Figure 5: The C-terminal domain of LDHA recruits hCINAP to facilitate LDHA Y10 phosphorylation in a low-energy state.

(a) Schematic diagram of the structural domain organization within LDHA. (b,c) Co-IP analyses of the interaction between various regions of LDHA and hCINAP in SW480 cells. IgG served as the negative control. (d) Western blot analysis of LDHA Y10 phosphorylation level in CRCSCs transfected with indicated plasmids. (e) Immunofluorescence analysis of the effect of shRNA-depleted LDHA and LDHA/hCINAP rescue expression on the mesenchymal–epithelial transition in CRCSCs labelled by Vimentin (red), E-cadherin (green). The nucleus was counterstained with DAPI (blue). Scale bar, 100 μm. (f) Tumorsphere formation assay using cells in e.
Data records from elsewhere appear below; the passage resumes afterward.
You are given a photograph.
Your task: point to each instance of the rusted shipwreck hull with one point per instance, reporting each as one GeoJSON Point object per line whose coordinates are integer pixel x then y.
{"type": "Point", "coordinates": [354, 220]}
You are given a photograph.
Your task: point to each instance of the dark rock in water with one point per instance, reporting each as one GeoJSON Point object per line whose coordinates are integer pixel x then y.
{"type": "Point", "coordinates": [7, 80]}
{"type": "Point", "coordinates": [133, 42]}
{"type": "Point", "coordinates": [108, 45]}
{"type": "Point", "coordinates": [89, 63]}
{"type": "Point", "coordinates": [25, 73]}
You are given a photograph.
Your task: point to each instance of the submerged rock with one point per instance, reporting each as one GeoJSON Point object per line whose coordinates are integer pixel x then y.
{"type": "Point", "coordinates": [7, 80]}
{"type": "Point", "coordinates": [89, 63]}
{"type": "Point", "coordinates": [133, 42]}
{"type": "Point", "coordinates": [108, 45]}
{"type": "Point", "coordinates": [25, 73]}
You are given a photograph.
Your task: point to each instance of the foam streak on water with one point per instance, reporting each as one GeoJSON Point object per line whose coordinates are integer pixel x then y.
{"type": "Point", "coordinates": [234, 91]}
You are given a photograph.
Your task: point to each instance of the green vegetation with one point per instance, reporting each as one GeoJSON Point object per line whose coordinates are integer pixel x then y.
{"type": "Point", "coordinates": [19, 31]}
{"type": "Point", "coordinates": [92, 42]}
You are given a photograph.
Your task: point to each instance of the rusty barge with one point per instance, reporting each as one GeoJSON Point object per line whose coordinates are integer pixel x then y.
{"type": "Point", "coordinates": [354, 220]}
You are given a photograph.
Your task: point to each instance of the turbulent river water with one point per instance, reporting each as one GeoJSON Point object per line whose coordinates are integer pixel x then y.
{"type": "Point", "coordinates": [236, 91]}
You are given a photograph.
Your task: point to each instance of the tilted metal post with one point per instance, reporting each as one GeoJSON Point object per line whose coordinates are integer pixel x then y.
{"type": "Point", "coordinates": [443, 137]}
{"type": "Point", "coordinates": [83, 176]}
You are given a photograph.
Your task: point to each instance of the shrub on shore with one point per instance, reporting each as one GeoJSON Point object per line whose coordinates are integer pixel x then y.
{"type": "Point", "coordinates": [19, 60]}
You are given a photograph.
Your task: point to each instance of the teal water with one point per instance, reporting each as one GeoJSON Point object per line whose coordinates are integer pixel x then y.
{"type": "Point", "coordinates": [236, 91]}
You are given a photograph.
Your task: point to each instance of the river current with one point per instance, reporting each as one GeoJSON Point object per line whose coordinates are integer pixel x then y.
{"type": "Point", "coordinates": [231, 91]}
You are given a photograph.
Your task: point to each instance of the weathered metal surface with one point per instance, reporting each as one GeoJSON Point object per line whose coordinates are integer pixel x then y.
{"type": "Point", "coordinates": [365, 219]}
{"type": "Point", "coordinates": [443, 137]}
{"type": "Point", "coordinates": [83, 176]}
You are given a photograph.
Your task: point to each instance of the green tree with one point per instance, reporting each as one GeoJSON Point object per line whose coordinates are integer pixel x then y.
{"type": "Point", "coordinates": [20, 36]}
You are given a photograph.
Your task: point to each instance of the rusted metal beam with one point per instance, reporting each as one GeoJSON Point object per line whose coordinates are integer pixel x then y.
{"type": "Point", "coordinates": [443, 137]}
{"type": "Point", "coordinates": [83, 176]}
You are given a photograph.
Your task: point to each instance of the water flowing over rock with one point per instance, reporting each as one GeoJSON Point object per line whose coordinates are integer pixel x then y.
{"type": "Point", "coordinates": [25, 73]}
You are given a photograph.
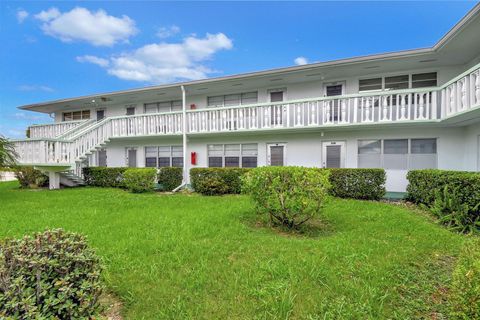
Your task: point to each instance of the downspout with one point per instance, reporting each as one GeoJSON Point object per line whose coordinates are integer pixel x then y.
{"type": "Point", "coordinates": [184, 134]}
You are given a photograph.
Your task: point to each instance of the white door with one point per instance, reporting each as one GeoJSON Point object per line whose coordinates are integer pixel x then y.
{"type": "Point", "coordinates": [276, 154]}
{"type": "Point", "coordinates": [333, 154]}
{"type": "Point", "coordinates": [331, 90]}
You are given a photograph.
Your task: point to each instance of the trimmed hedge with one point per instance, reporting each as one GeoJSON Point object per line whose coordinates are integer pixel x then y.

Scale bar, 100 μm. (g) Western blot analysis of LDHA Y10 phosphorylation in CRCSCs treated with different doses of 2-DG and glucose as indicated. (h) Co-IP assay for the interaction between endogenous hCINAP and LDHA protein in CRCSCs without glucose supply (de-glucose) or treated with 2-DG (50 mM) or oligomycin (1 μM). (i) The effects of 2-DG, glucose deprivation and oligomycin on LDHA Y10 phosphorylation in CRCSCs transfected with an empty vector or Flag-tagged hCINAP.